Paul Goble
Staunton, September 30 – Russian propagandists always try to find a “foreign trace” behind any protest, usually linking demonstrations to foreign intelligence services. But sometimes, they seek to link popular actions to nations that are now independent of Russia but once were part of it.
That is what has happened with regard to the continuing anti-Moscow protests in Khabarovsk, according to Vadim Sidorov, a Russian journalist. The current powers that be have sought to explain the rise and tenacity of protests in that Far Eastern city by pointing to the fact that it was once largely Ukrainian rather than Russian (sibreal.org/a/30864622.html).
In that way, the Russian propagandists hoped to discredit the actions of the people of Khabarovsk by suggesting that they are not “real Russians.” But their attempts have backfired as they have called the attention of people in that region to their genuinely Ukrainian past and ensured that people in Ukraine have paid more attention to what is going on in Khabarovsk.
“The Far East, which today is considered an inalienable part of Russia was joined to it only in the middle of the 19th century, Sidorov says; and the population of this kray was formed by migration from the European portion of the Russian Empire,” mostly Ukrainians but also Belarusians and some Russians.
Russian commentators have not ignored these other flows in their discussions of the demography of Khabarovsk, but they have not used this in the same way as Moscow has used the Ukrainian dimension. (On this, see windowoneurasia2.blogspot.com/2020/08/khabarovsk-and-belarus-have-more-in.html.)
Most of the Ukrainians who came to the Far East settled in Yuzhno-Ussuriysk kray and “unofficially,” Sidorov says, the region began to be called “the Green Wedge,” “wedge” because that is what land subdivisions were called and “green” because of the extraordinarily fertile land in that region.
Ukrainians resettled in many parts of what is now Russia and those places too came to be known as “wedges,” although of different colors. Because of concerns about their reliability, Moscow has sought to suppress these memories (windowoneurasia2.blogspot.com/2016/06/a-real-wedge-issue-ukrainian-regions-in.html, windowoneurasia2.blogspot.com/2014/06/window-on-eurasia-zelenyi-klin-isnt.html and afterempire.info/2017/09/08/zeleni-klin/, as well as the sources cited therein.)
The Ukrainian arrivals settled overwhelmingly in rural areas, recapitulating the demographic situation of their homeland, in which they overwhelmingly dominated the rural peasantry three to one over Russians and others but typically formed fewer than three percent of the residents of urban areas, Sidorov continues.

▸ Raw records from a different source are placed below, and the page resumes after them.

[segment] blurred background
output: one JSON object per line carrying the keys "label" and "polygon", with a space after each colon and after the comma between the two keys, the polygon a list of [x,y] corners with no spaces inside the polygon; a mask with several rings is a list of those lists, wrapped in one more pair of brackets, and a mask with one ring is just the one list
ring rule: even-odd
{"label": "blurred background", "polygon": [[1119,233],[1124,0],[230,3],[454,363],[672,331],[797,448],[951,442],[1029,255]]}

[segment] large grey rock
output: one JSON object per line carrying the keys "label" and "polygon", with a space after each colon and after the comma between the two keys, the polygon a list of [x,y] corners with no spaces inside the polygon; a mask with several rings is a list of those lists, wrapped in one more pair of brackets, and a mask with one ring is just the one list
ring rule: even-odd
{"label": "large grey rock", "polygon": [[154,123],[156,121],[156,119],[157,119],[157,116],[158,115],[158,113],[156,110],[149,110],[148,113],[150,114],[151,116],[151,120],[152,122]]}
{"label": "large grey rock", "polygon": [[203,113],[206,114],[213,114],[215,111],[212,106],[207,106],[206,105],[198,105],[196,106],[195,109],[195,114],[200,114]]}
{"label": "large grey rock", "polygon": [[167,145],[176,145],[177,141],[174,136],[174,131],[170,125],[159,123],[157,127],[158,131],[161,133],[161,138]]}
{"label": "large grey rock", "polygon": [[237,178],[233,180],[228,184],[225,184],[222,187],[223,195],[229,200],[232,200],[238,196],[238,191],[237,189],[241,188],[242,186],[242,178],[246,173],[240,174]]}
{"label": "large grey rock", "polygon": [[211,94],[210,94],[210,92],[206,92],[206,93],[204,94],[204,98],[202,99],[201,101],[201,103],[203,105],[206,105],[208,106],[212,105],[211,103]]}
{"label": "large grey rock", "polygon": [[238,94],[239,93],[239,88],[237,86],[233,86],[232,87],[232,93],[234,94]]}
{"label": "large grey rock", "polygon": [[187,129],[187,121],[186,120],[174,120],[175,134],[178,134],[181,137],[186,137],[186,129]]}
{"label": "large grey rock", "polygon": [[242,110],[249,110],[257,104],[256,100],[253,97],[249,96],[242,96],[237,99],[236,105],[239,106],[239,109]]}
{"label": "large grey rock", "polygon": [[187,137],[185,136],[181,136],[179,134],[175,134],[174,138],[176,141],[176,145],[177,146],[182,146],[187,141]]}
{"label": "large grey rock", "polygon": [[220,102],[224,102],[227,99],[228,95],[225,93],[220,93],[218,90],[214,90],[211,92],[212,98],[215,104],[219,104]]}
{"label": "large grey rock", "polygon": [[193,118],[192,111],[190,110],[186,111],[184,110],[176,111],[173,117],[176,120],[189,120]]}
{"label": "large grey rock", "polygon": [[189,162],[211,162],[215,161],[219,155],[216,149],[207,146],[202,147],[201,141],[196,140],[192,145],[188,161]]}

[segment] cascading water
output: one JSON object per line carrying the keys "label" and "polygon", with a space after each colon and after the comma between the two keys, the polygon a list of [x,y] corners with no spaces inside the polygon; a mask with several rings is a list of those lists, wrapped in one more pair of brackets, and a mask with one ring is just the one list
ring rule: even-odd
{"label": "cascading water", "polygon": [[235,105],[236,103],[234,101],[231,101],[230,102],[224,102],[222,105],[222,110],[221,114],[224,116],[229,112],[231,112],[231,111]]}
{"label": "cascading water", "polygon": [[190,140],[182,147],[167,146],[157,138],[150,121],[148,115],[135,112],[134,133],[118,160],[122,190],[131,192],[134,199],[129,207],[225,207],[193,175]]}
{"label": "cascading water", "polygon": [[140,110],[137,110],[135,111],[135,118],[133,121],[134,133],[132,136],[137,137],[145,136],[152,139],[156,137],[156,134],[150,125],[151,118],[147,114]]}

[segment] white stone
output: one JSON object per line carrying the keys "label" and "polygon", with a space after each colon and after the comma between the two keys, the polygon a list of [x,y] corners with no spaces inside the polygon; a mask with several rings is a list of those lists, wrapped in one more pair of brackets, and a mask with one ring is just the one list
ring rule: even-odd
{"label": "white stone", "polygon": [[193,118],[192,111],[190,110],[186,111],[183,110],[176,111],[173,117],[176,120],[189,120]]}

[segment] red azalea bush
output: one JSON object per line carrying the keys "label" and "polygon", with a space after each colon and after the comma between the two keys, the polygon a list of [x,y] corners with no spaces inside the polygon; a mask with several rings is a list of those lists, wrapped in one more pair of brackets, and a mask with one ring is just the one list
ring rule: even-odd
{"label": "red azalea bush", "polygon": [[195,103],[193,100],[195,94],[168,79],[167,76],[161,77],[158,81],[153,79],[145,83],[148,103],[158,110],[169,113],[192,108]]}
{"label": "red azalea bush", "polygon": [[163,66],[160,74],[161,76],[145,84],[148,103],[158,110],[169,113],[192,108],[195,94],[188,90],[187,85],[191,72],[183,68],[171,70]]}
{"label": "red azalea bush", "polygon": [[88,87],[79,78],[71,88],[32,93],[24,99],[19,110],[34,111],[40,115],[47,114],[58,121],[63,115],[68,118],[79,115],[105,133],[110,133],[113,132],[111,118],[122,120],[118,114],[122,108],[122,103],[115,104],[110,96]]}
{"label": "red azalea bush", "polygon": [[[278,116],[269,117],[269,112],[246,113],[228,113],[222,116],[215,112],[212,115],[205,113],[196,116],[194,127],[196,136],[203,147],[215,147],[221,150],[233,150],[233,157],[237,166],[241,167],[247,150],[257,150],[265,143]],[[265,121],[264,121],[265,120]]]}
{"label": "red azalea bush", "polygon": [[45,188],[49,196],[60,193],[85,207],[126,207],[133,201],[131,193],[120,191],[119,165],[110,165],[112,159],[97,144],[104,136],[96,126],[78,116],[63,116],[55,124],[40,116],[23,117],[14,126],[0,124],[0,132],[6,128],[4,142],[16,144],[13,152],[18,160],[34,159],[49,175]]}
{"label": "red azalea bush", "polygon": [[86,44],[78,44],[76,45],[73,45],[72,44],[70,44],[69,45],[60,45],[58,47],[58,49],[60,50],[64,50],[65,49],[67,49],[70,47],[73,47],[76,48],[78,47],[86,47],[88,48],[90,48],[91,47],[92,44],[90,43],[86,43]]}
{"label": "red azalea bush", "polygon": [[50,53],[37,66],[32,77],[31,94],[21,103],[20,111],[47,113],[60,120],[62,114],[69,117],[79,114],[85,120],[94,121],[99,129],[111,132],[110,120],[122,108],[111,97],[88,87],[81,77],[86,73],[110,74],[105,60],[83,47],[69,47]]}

By 1923, he says, the ethnic Ukrainians outnumbered the ethnic Russians 39 percent to 31 percent, a pattern that helped explain the outcome of the Russian Civil War there and why initially Moscow deferred to the Ukrainians as allies against anti-Bolshevik Great Russian chauvinists.
Until 1905, the tsarist regime prohibited Ukrainians from forming public organizations or publishing newspapers and journals. But after that time, the Ukrainians of the Zeleny klin, often with assistance from Ukrainians in Harbin founded some 400 publications and organizations which existed until the early Soviet years.
The Ukrainians in the Far East welcomed the February 1917 revolution, organized a series of congresses, and sought to interest Kyiv in 1918 to recognize them as “a Ukrainian colony” in the Far East. They sent a delegation to General Skoropadsky but because he had more immediate concerns, he took no action.
The establishment of Soviet power in the region “became a turning point” for the Ukrainians. The Bolsheviks turned on their former allies and began to repress them, leading to a show trial in Chita in 1924. (On that remarkable event, see Ivan Svit’s The Trial of Ukrainians in Chita (in Ukrainian, London, 1964, 38 pp., a bibliographic rarity.)
After that, the life of Ukranians in the Far East became far more difficult. Their national districts and schools were closed, their publications suspended, and they were forcibly reidentified as Russians. Between 1931 and 1989, Sidorov relates, the share of Ukrainians in the population there fell from 27 percent to eight percent. Since 1991, it has fallen to three percent.
On the one hand, as Sidorov says, the Ukrainians “have no more relationship to the protests in Khabarovsk than do the indigenous peoples of the Primorye region. But many of the Russians in the region have Ukrainian roots and share Ukrainian values (windowoneurasia2.blogspot.com/2018/06/historical-memory-of-ukrainian-wedge-in.html and windowoneurasia2.blogspot.com/2018/03/ukrainians-in-russian-far-east-aging.html).
That helps to explain why Khabarovsk residents have proved so steadfast. It is also why Moscow is making a serious mistake by calling attention to it.